Variante 1: Mehr Geld

Die privaten Bank verpflichten sich, mehr Geld in die Rettung der HRE zu investieren. Nicht nur ihre direkte Finanzspritze müsste steigen, sondern auch ihre Bürgschaft für den Fall, dass der spätere Verkauf der sanierten HRE nicht ausreicht, um die Rettungskredite zu tilgen. Aber auch der Bund müsste seine Bürgschaft erhöhen. Bis jetzt sichert Steinbrück maximal 26,5 Milliarden Euro ab. Eigentlich will er nicht mehr zusagen. "Es ist schon schwer verkraftbar, dass die deutschen Steuerzahler nun für Kapriolen von Banken in Dublin Docks einstehen sollen, die sich dort vor der deutschen Steuer gedrückt haben", sagte der Finanzminister mit Blick auf die Dubliner Depfa.

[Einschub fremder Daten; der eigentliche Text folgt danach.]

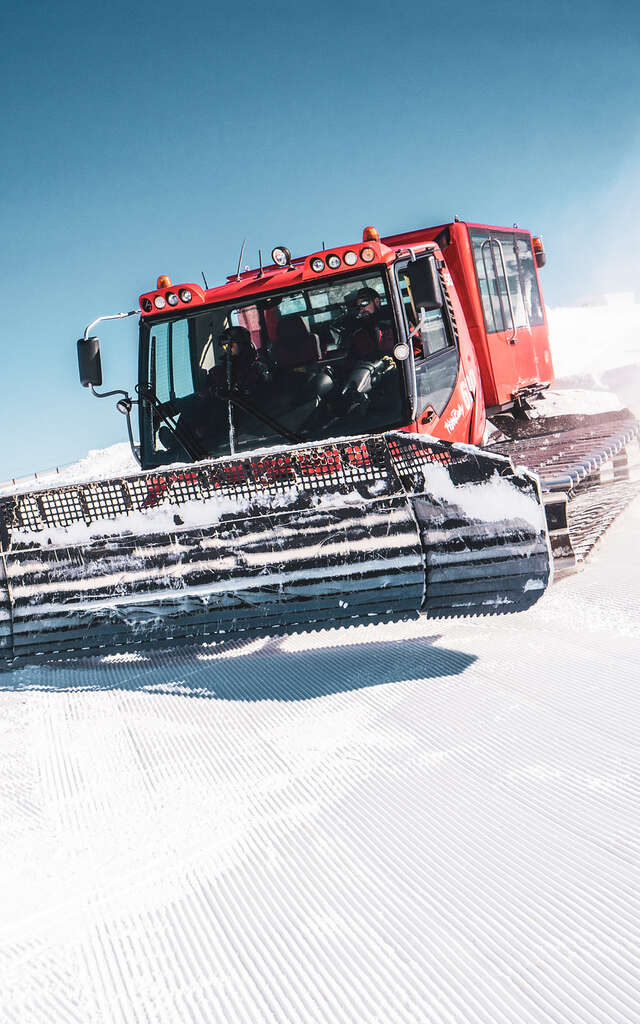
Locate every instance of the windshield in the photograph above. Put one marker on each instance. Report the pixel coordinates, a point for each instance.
(311, 363)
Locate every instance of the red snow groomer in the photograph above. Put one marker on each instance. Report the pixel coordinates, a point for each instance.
(308, 439)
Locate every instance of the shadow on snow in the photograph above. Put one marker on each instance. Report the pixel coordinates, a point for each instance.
(250, 670)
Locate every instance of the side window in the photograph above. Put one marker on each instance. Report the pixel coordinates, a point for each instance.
(528, 281)
(435, 353)
(520, 275)
(170, 360)
(431, 336)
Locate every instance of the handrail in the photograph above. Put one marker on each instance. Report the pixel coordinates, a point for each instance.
(491, 242)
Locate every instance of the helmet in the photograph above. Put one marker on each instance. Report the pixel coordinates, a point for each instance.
(247, 351)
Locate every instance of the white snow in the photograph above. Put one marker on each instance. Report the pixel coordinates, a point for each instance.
(422, 822)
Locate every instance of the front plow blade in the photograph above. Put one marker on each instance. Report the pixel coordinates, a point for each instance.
(368, 529)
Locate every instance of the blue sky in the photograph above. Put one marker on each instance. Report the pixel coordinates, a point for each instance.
(147, 141)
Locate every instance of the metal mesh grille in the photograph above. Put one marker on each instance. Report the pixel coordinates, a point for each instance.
(336, 467)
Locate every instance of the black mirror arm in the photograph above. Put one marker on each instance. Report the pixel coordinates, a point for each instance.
(99, 320)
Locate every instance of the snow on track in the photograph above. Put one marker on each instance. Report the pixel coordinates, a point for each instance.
(429, 822)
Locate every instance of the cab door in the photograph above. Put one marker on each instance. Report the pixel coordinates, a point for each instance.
(516, 337)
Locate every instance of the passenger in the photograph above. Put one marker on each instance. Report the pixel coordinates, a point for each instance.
(240, 367)
(372, 333)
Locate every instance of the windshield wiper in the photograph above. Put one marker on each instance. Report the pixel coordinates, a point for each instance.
(248, 407)
(167, 412)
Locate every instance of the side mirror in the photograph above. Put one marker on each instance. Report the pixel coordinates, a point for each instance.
(425, 284)
(89, 361)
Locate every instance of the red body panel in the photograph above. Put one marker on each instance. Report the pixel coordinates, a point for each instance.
(507, 370)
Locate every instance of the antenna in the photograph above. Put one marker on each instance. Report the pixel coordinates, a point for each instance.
(240, 261)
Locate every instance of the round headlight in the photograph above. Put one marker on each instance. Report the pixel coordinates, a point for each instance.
(281, 256)
(401, 351)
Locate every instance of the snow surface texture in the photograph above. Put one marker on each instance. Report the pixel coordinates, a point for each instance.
(430, 822)
(422, 822)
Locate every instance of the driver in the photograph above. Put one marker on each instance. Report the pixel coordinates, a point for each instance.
(370, 344)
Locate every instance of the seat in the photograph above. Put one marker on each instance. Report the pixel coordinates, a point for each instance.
(296, 344)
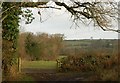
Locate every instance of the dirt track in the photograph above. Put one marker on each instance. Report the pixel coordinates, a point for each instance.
(53, 75)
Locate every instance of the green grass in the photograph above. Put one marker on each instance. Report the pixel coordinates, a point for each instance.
(39, 64)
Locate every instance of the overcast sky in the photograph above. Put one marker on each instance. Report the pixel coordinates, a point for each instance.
(59, 21)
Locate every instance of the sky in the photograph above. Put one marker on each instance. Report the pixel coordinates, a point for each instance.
(60, 21)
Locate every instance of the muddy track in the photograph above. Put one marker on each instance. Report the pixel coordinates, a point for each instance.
(53, 75)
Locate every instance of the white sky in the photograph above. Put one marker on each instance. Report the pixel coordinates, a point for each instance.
(59, 21)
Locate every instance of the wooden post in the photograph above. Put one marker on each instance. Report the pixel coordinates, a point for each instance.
(19, 64)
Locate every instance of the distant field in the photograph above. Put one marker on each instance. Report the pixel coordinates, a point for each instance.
(39, 64)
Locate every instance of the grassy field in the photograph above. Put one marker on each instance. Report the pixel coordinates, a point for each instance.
(39, 64)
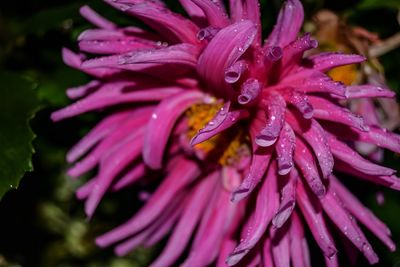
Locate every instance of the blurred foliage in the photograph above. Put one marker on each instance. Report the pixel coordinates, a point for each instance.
(17, 106)
(41, 223)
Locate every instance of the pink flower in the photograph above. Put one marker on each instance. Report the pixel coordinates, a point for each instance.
(246, 136)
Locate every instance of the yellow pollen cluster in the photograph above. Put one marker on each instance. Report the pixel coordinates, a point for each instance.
(223, 148)
(346, 74)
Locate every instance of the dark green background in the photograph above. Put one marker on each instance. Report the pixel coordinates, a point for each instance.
(41, 223)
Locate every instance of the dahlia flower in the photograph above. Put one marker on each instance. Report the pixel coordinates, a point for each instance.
(333, 32)
(247, 140)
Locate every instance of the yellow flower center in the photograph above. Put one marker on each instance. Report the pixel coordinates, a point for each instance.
(227, 147)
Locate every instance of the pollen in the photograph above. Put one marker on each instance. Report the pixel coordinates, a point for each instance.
(346, 74)
(226, 148)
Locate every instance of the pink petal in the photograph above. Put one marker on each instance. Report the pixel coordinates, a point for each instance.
(261, 218)
(288, 200)
(346, 154)
(214, 12)
(299, 251)
(364, 215)
(372, 91)
(346, 224)
(95, 18)
(187, 223)
(229, 44)
(177, 179)
(312, 213)
(275, 112)
(306, 163)
(162, 121)
(284, 149)
(169, 24)
(328, 60)
(288, 25)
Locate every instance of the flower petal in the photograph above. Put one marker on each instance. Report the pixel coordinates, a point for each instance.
(229, 44)
(161, 123)
(288, 25)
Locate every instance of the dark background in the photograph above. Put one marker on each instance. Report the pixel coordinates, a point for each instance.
(41, 223)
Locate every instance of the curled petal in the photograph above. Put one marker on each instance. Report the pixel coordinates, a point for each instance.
(312, 213)
(161, 123)
(370, 91)
(284, 150)
(266, 206)
(214, 12)
(328, 60)
(233, 73)
(258, 167)
(288, 25)
(179, 177)
(299, 251)
(306, 163)
(223, 120)
(363, 214)
(288, 200)
(347, 225)
(346, 154)
(169, 24)
(187, 223)
(111, 166)
(229, 44)
(250, 90)
(113, 94)
(175, 54)
(326, 110)
(276, 107)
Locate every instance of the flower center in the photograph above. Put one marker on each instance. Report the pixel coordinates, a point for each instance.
(226, 148)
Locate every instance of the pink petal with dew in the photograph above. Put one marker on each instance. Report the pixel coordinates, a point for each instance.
(263, 214)
(130, 177)
(114, 94)
(328, 60)
(275, 106)
(284, 149)
(347, 225)
(94, 18)
(348, 155)
(288, 24)
(266, 253)
(158, 229)
(214, 12)
(83, 90)
(98, 133)
(313, 215)
(305, 161)
(367, 91)
(75, 61)
(299, 251)
(218, 223)
(363, 214)
(112, 140)
(189, 219)
(175, 54)
(280, 246)
(328, 111)
(162, 122)
(171, 25)
(229, 44)
(111, 165)
(177, 179)
(315, 136)
(288, 200)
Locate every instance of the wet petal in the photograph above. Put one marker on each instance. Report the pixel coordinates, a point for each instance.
(161, 123)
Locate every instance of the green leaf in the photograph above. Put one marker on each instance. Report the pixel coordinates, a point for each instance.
(18, 104)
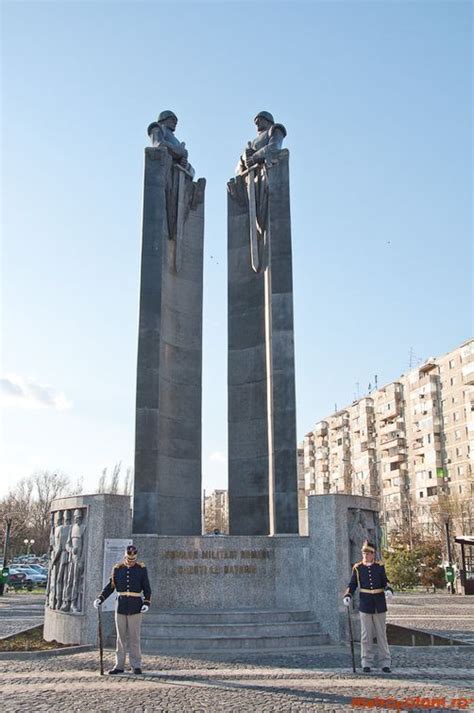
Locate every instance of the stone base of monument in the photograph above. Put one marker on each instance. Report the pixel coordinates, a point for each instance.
(104, 516)
(177, 632)
(226, 593)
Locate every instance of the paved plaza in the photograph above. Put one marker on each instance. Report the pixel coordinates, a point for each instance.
(423, 678)
(19, 612)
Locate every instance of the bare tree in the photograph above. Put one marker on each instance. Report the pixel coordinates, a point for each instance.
(115, 479)
(128, 481)
(28, 505)
(102, 485)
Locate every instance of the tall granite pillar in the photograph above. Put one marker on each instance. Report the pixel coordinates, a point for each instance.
(261, 373)
(167, 488)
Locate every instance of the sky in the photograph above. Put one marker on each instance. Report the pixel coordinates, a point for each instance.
(377, 101)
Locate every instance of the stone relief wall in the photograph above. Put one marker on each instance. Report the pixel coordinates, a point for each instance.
(65, 589)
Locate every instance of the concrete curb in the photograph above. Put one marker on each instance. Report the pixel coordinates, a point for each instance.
(26, 655)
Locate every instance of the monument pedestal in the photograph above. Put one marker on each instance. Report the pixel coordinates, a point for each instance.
(105, 516)
(227, 592)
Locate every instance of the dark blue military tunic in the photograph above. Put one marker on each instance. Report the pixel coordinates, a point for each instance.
(129, 582)
(372, 582)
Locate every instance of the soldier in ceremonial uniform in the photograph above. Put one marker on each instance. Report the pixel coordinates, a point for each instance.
(129, 579)
(374, 591)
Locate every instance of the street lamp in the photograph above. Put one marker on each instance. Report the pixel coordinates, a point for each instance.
(28, 544)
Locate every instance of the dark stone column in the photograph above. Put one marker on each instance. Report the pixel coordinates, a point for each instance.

Andererseits weiß Steinbrück: Wenn die HRE zusammenbricht, gerät damit eines der letzten einigermaßen sicheren Finanzierungsinstrumente, mit dem sich Banken gegenseitig Geld leihen, in Verruf - der Pfandbrief. Pfandbriefe sind Anleihen, mit denen Banken Kredite von anderen Instituten oder auch Privatanlegern aufnehmen und diese mit besonderen Sicherheiten wie Grundstücken unterlegen.

Variante 2: Die Verstaatlichung

Fritz Kuhn, Fraktionschef der Grünen, hat am Sonntag gefordert, die HRE auf "intelligente Weise zu verstaatlichen". Ebendas hat Steinbrück bisher abgelehnt. Die Privatbanken hätten ihn dazu drängen wollen, sagte der Finanzminister. Sein Argument: Übernähme der Bund die HRE, stünde die öffentliche Hand für das komplette Risiko ein. Aus einer Bürgschaft könnte dann schnell eine reale Zahlung dieses Betrags aus dem Bundeshaushalt werden.

Variante 3: Die Pleite

Wie ein Bankrott in der gegenwärtigen Krise letztlich wirkt, weiß niemand. Klar aber ist: Der Exitus der Bank Lehman Brothers in New York, den die US-Regierung hat geschehen lassen, brachte die Abwärtsspirale zusätzlich in Schwung. Sollten durch die Zahlungsunfähigkeit der HRE mehrere deutsche Banken in den Abgrund gerissen werden, könnten die Schäden schnell schwer handhabbare Summen erreichen. Denn irgendwann greift eine Finanzkrise auf die reale Wirtschaft über: Wenn Unternehmen keine Kredite mehr erhalten, streichen sie Arbeitsplätze und zahlen weniger Steuern.